Hi Dave,
Sagar Borikar wrote:
Dave Chinner wrote:
On Sat, Jun 28, 2008 at 09:47:44AM -0700, Sagar Borikar wrote:
Device Boot Start End Blocks Id System
/dev/scsibd1 126 286 20608 83 Linux
/dev/scsibd2 287 1023 94336 83 Linux
/dev/scsibd3 1149 1309 20608 83 Linux
/dev/scsibd4 1310 2046 94336 83 Linux
I'd have to assume thats a flash based root drive, right?
That's right,
Disk /dev/md0: 251.0 GB, 251000160256 bytes
2 heads, 4 sectors/track, 61279336 cylinders
Units = cylinders of 8 * 512 = 4096 bytes
Disk /dev/md0 doesn't contain a valid partition table
Disk /dev/dm-0: 107.3 GB, 107374182400 bytes
255 heads, 63 sectors/track, 13054 cylinders
Units = cylinders of 16065 * 512 = 8225280 bytes
Neither of these tell me what /dev/RAIDA/vol is....
It is the device node to which /mnt/RAIDA/vol is mapped to. Its a
JBOD with 233 GB size.
But still the issue is why doesn't it happen every time and less
stress?
I am surprised to see to let this happen immediately when the
subdirectories increase more than 30. Else it decays slowly.

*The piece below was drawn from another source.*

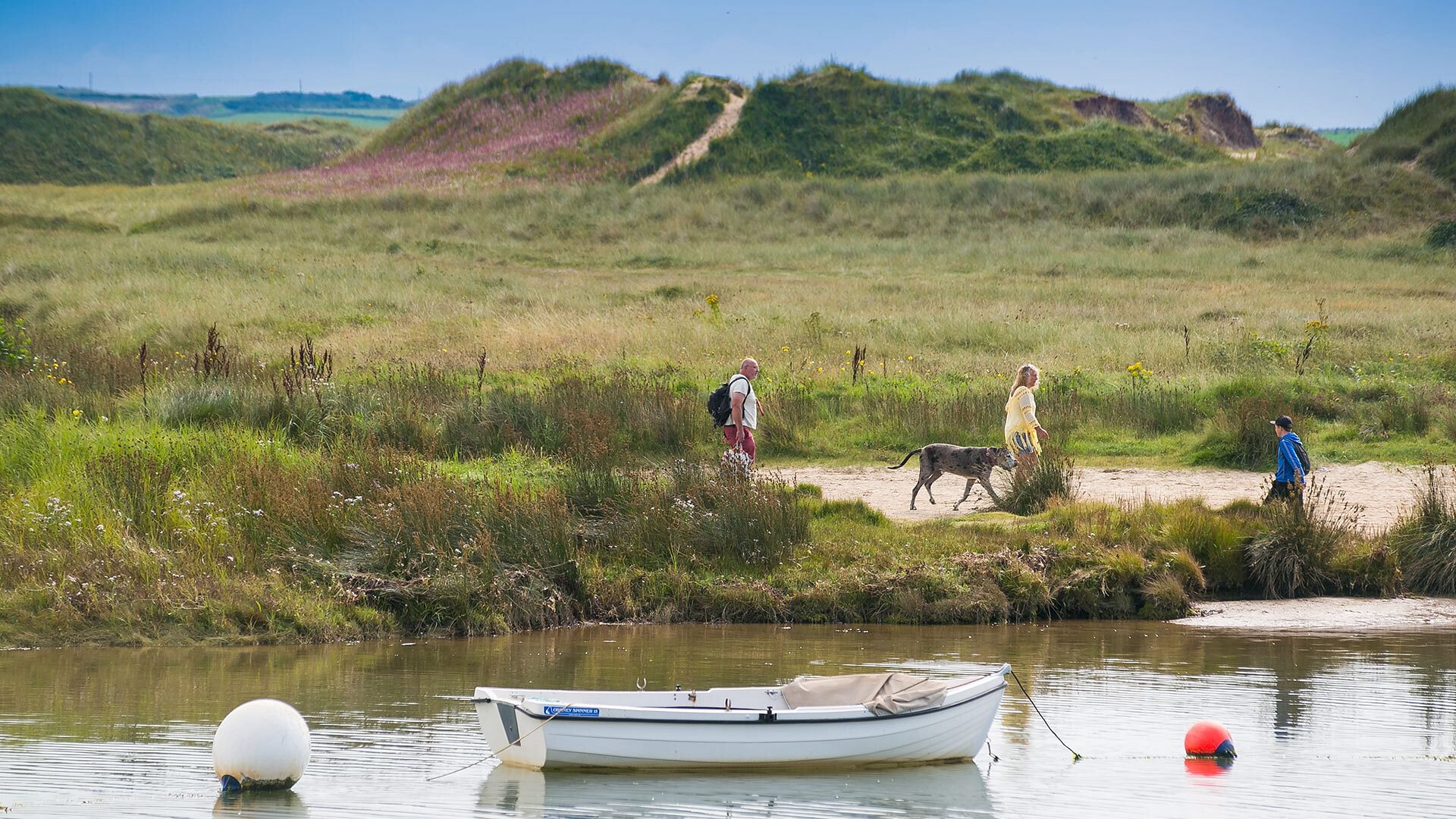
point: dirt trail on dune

So it happens when you get more than 30 entries in a directory
under a certain load? That might be an extent->btree format
conversion bug or vice versa. I'd suggest setting up a test based
around this to try to narrow down the problem.
Cheers,
Dave.
Thanks for all your help. Shall keep you posted with the progress on
debugging.
Regards
Sagar
After running my test for 20 min, when I check the fragmentation status
of file system, I observe that it
is severely fragmented.
[root@NAS001ee5ab9c85 ~]# xfs_db -c frag -r /dev/RAIDA/vol
actual 94343, ideal 107, fragmentation factor 99.89%
Do you think, this can cause the issue?